Dog or cat? The right answer here is 70% dog and 30% cat :wink:

As the picture above shows, it’s a bit hard for a human eye to comprehend the pictures obtained (although we do see the shapes of a dog and a cat) but somehow, it makes a lot of sense to the model which trains more efficiently. One difference I’ve noticed is that the final loss (training or validation) will be higher than when training without mixup even if the accuracy is far better, which means that a model trained like this will make predictions that are a bit less confident.
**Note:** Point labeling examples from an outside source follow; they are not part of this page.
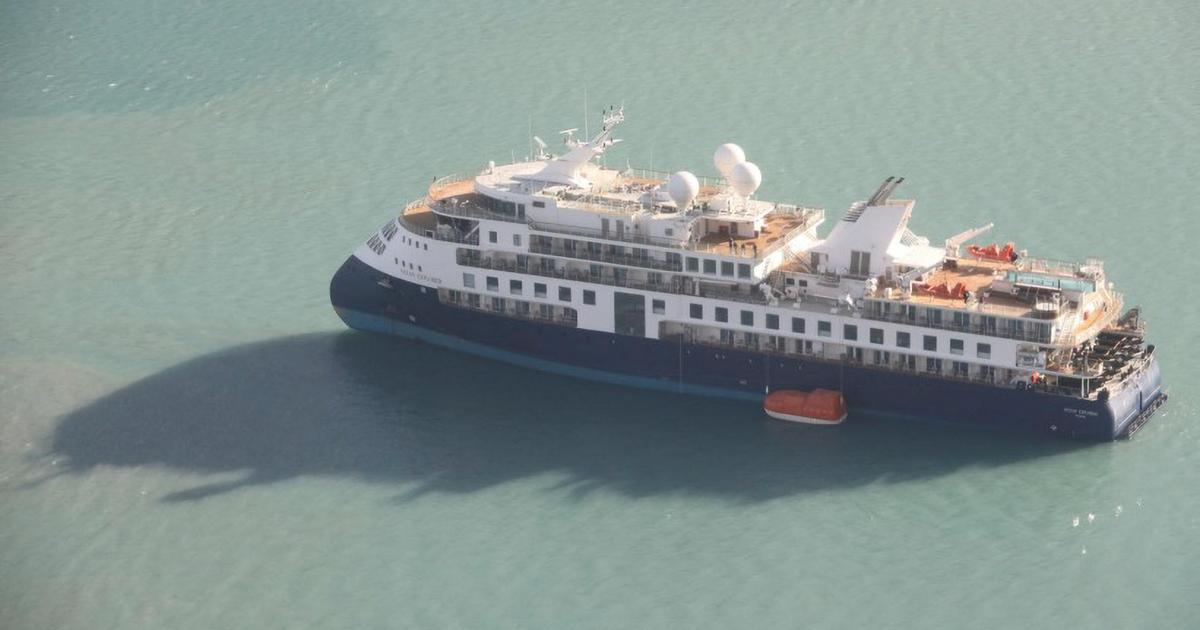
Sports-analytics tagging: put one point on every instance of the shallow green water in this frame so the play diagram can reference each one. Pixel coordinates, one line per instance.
(189, 438)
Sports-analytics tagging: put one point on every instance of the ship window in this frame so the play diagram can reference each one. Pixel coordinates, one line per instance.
(859, 263)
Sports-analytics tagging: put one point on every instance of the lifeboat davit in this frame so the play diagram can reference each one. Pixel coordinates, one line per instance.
(816, 407)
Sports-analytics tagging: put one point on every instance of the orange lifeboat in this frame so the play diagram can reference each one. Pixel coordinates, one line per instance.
(816, 407)
(1007, 253)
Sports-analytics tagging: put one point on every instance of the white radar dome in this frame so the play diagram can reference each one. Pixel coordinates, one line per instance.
(745, 178)
(727, 156)
(683, 187)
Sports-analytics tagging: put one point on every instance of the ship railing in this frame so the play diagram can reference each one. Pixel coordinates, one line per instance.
(598, 204)
(996, 379)
(445, 181)
(421, 231)
(593, 233)
(583, 253)
(1059, 268)
(948, 324)
(706, 181)
(469, 210)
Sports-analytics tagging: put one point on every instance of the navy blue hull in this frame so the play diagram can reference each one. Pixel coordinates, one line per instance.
(414, 311)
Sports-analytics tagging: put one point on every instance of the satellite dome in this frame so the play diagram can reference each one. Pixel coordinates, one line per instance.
(727, 156)
(745, 178)
(683, 187)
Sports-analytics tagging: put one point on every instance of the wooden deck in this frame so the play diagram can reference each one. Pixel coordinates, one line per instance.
(774, 228)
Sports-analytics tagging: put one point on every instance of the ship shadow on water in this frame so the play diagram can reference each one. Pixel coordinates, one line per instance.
(397, 412)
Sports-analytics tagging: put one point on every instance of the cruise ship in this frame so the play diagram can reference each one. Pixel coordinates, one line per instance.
(695, 286)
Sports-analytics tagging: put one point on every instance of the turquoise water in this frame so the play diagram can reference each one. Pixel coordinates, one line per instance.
(189, 438)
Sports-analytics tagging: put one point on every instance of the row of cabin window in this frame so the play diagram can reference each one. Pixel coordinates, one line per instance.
(493, 238)
(516, 287)
(849, 333)
(726, 268)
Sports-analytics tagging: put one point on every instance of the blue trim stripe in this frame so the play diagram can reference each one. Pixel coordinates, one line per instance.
(361, 321)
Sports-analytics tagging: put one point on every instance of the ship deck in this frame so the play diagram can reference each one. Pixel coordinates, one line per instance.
(774, 228)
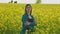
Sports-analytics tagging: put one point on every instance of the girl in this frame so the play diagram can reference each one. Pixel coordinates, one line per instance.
(28, 20)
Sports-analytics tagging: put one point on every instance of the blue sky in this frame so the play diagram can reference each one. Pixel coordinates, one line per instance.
(33, 1)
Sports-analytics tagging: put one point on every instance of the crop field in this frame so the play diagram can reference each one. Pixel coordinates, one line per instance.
(47, 18)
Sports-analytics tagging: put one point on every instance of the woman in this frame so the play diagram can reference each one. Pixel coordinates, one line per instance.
(28, 20)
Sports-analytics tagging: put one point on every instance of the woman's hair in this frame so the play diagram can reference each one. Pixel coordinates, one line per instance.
(26, 7)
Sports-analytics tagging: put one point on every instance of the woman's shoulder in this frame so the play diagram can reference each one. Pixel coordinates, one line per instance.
(24, 15)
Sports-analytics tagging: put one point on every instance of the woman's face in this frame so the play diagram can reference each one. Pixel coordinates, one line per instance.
(28, 9)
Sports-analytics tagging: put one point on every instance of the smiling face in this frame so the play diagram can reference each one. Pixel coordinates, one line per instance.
(28, 9)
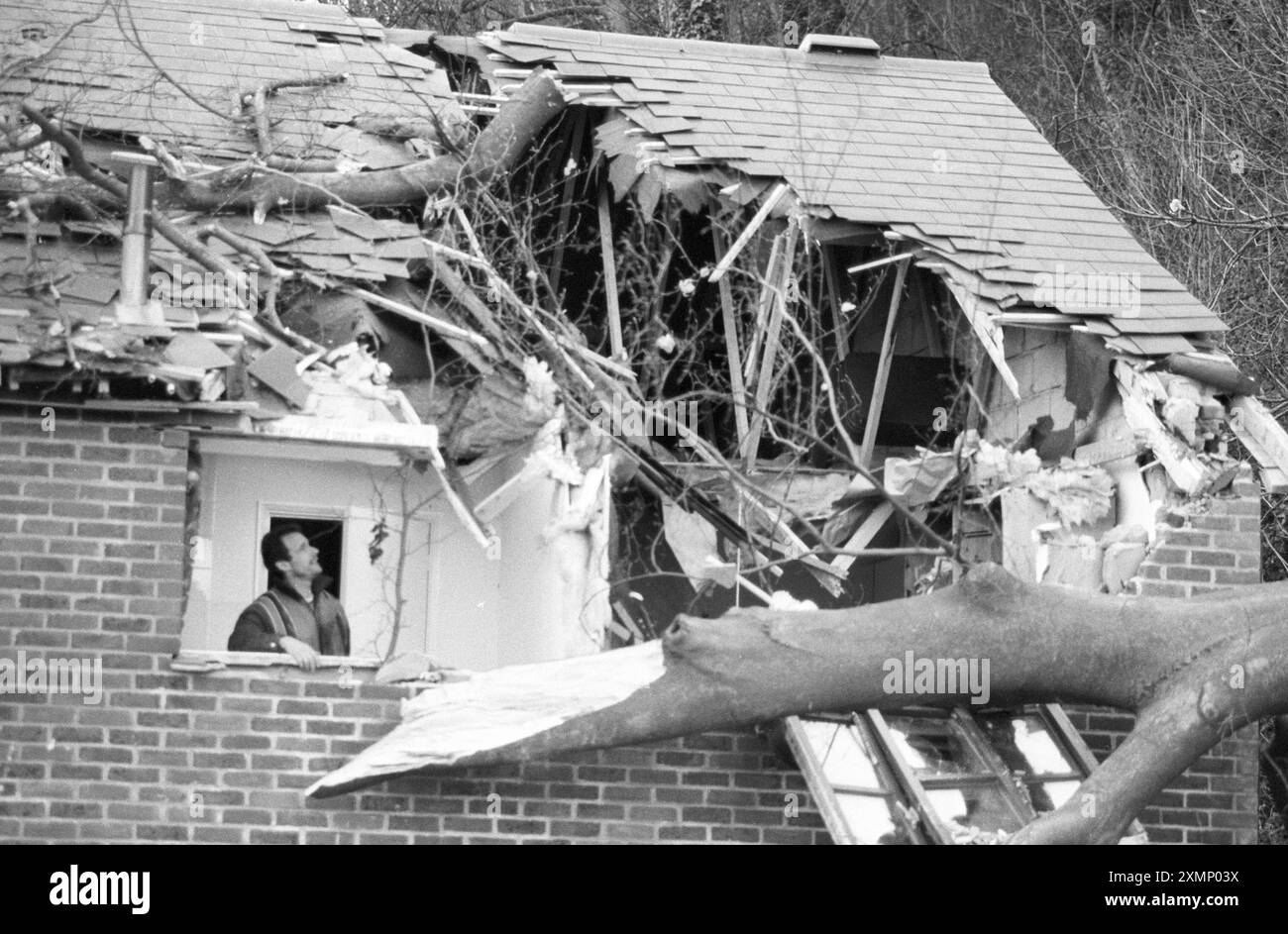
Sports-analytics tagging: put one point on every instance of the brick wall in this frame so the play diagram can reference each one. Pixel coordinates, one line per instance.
(90, 566)
(91, 515)
(227, 758)
(1216, 800)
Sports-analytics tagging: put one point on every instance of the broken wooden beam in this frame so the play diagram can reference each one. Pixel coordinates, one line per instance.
(748, 232)
(609, 259)
(883, 375)
(1138, 392)
(777, 300)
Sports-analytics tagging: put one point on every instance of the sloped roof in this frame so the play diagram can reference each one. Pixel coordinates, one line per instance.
(930, 150)
(176, 69)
In the original article, the authors suggested three things:

  1. Create two separate dataloaders and draw a batch from each at every iteration to mix them up
  2. Draw a t value following a beta distribution with a parameter alpha (0.4 is suggested in their article)
  3. Mix up the two batches with the same value t.
  4. Use one-hot encoded targets

Why the beta distribution with the same parameters alpha? Well it looks like this:


so it means there is a very high probability of picking values close to 0 or 1 (in which case the image is almost from 1 category) and then a somewhat constant probability of picking something in the middle (0.33 as likely as 0.5 for instance).

While this works very well, it’s not the fastest way we can do this. The main point that slows down this process is wanting two different batches at every iteration (which means loading twice the amount of images and applying to them the other data augmentation function). To avoid this slow down, we can be a little smarter and mixup a batch with a shuffled version of itself (this way the images mixed up are still different).

Then pytorch was very careful to avoid one-hot encoding targets when it could, so it seems a bit of a drag to undo this. Fortunately for us, if the loss is a classic cross-entropy, we have

loss(output, new_target) = t * loss(output, target1) + (1-t) * loss(output, target2)

so we won’t one-hot encode anything and just compute those two losses then do the linear combination.

Using the same parameter t for the whole batch also seemed a bit unefficient. In our experiments, we noticed that the model can train faster if we draw a different t for every image in the batch (both options get to the same result in terms of accuracy, it’s just that one arrives there more slowly).
The last trick we have to apply with this is that there can be some duplicates with this strategy: let’s say or shuffle say to mix image0 with image1 then image1 with image0, and that we draw t=0.1 for the first, and t=0.9 for the second. Then

image0 * 0.1 + shuffle0 * (1-0.1) = image0 * 0.1 + image1 * 0.9
image1 * 0.9 + shuffle1 * (1-0.9) = image1 * 0.9 + image0 * 0.1

will be the sames. Of course we have to be a bit unlucky but in practice, we saw there was a drop in accuracy by using this without removing those duplicates. To avoid them, the tricks is to replace the vector of parameters t we drew by

t = max(t, 1-t)

The beta distribution with the two parameters equal is symmetric in any case, and this way we insure that the biggest coefficient is always near the first image (the non-shuffled batch).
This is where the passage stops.